Waiting there on the front porch in the full moon light, Alfred found himself with a few minutes to contemplate.

He couldn't help think of dire circumstances, and young children ill-prepared.

He himself had had an interesting childhood, what with the apprenticeship in America with the eccentric Mr. Dodds and the inimitable Humphries.

Mr. Dodds had been fond of quoting songs and poetry, often having to do with the lamentable truths of War, and Alfred remembered one of these now.

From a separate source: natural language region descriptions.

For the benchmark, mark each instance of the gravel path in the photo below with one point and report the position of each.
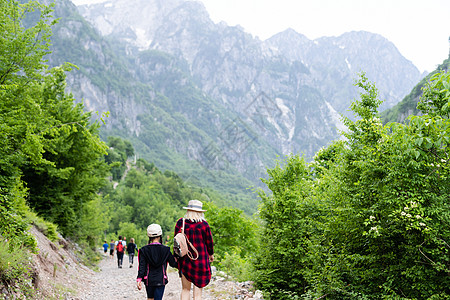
(114, 283)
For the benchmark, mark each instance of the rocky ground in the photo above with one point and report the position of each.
(114, 283)
(58, 274)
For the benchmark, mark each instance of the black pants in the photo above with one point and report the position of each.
(130, 257)
(119, 258)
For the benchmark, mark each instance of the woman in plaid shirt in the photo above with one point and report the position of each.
(199, 234)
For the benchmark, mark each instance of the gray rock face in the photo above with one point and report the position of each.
(178, 83)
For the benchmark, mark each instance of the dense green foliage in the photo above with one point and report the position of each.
(408, 106)
(369, 217)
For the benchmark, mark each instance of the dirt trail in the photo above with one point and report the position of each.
(59, 274)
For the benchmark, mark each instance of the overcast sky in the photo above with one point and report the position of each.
(420, 29)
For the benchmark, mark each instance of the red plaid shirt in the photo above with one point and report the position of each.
(199, 234)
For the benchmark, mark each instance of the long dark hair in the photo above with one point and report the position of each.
(153, 239)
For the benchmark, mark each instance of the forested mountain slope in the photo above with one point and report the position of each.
(210, 101)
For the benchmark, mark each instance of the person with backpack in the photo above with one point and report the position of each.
(195, 266)
(120, 249)
(153, 259)
(131, 248)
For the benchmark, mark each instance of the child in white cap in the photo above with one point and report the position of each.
(153, 259)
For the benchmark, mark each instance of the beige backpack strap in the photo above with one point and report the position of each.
(193, 248)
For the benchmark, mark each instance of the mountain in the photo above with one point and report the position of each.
(210, 101)
(408, 106)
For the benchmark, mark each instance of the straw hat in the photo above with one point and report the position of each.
(195, 205)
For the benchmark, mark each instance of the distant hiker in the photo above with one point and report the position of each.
(112, 245)
(105, 247)
(199, 234)
(153, 259)
(131, 248)
(120, 249)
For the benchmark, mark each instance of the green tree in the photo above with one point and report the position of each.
(379, 223)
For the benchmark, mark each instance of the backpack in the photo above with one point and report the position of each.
(181, 245)
(119, 246)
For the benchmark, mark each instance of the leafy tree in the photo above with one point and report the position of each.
(378, 227)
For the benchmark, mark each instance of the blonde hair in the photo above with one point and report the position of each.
(195, 216)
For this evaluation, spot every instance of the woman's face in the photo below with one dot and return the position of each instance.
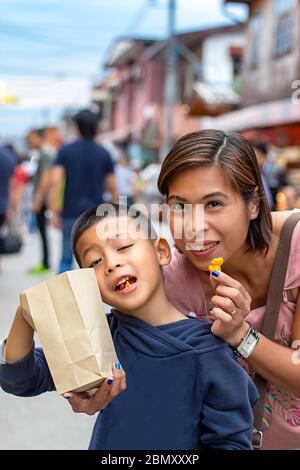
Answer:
(226, 215)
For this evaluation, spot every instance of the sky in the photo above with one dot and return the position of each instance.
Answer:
(71, 39)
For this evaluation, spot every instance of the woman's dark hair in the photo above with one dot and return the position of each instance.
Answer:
(235, 156)
(95, 214)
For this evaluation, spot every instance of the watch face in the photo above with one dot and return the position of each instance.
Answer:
(248, 342)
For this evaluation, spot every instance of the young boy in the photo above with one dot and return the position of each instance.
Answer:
(184, 387)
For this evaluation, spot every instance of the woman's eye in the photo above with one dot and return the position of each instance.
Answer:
(214, 204)
(95, 263)
(124, 247)
(177, 207)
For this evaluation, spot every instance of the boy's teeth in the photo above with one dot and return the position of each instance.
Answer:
(123, 280)
(207, 247)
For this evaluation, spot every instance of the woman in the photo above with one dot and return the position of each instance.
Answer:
(220, 172)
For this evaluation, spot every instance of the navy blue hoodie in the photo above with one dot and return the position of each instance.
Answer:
(185, 389)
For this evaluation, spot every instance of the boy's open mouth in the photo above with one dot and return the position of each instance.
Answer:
(125, 283)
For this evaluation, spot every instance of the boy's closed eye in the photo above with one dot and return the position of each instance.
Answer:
(94, 263)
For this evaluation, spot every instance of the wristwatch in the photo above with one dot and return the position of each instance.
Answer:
(248, 343)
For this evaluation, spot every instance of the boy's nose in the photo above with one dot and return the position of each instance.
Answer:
(109, 269)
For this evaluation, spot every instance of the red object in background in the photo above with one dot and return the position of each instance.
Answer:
(20, 175)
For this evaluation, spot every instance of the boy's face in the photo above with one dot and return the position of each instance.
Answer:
(127, 265)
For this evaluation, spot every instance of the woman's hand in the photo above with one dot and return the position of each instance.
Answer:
(108, 390)
(230, 304)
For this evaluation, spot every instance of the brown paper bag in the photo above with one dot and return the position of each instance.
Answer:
(67, 314)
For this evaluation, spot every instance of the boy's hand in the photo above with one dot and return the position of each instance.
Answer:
(230, 305)
(108, 390)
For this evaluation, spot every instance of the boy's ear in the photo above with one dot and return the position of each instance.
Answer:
(163, 251)
(254, 205)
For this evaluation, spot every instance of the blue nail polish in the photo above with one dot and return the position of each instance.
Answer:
(215, 274)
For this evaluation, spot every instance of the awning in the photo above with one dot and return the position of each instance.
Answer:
(262, 115)
(216, 94)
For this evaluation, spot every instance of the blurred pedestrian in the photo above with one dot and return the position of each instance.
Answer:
(126, 177)
(41, 184)
(85, 170)
(7, 166)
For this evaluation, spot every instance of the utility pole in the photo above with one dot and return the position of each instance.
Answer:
(170, 79)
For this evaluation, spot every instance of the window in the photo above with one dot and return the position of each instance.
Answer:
(255, 28)
(285, 26)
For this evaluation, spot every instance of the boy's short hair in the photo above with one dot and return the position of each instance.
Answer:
(95, 214)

'The minstrel boy to the war is gone,
In the ranks of death you'll find him,
His father's sword he has girded on,
And his wild harp slung behind him.
"Land of song!" said the warrior bard,
"Though all the world betrays thee,
One sword, at least, thy rights shall guard,
One faithful harp shall praise thee!"

The minstrel fell! -- but the foeman's chain
Could not bring his proud soul under;
The harp he loved ne'er spoke again,
For he tore its chords asunder;
And said, "No chains shall sully thee,
Thou soul of love and bravery!
Thy songs were made for the pure and free,
They shall never sound in slavery!"'


...and on that defiant note, all opposed to tyranny, Alfred glanced up and saw The Martian descend.

It was almost fateful, if Alfred had tended to a fatalistic perspective.

He banished such concerns, at least for now, and as The Martian seemed to hesitate by the great wide door, Alfred strolled up to him.

"Have you brought them, sa'?" he murmured. "This 'Last Scion of Krypton?' Only I've got something they might want to wear. For protection, you see, against these magic poison stones of which I've been told, and protection against the prying of eyes."
 
The Martian Manhunter turned to look down upon Alfred Pennyworth.

"Yes," he told the gentleman's gentleman, "the Last Daughter of Krypton comes this way. And we will be eager to hear your words."
 
Lionel

His Blackberry chirped.

He picked the phone up from the desk, turned it over to view the screen, and he saw the number that was calling him.

Was John Smith calling him back?

He put the phone to his ear as he touched a button that opened the line.

"Lionel Luthor," he said into the cell phone.
 
Gabe

"Lionel Luthor," Gabe heard from his phone, and he took a deep breath.

"It's Gabriel Sullivan, sir,"
he replied, "good evening. You might not remember me, I'm the manager for Plant Number Three, here in Smallville?"

He hesitated, licked his lips, and wished for a moment that he had himself one of those glasses of water Pete was bringing Dale Tennylson. His mouth was terribly dry.

"I wanted to ask you,"
he managed to eke out without his voice cracking or squeaking, "about The Traveler."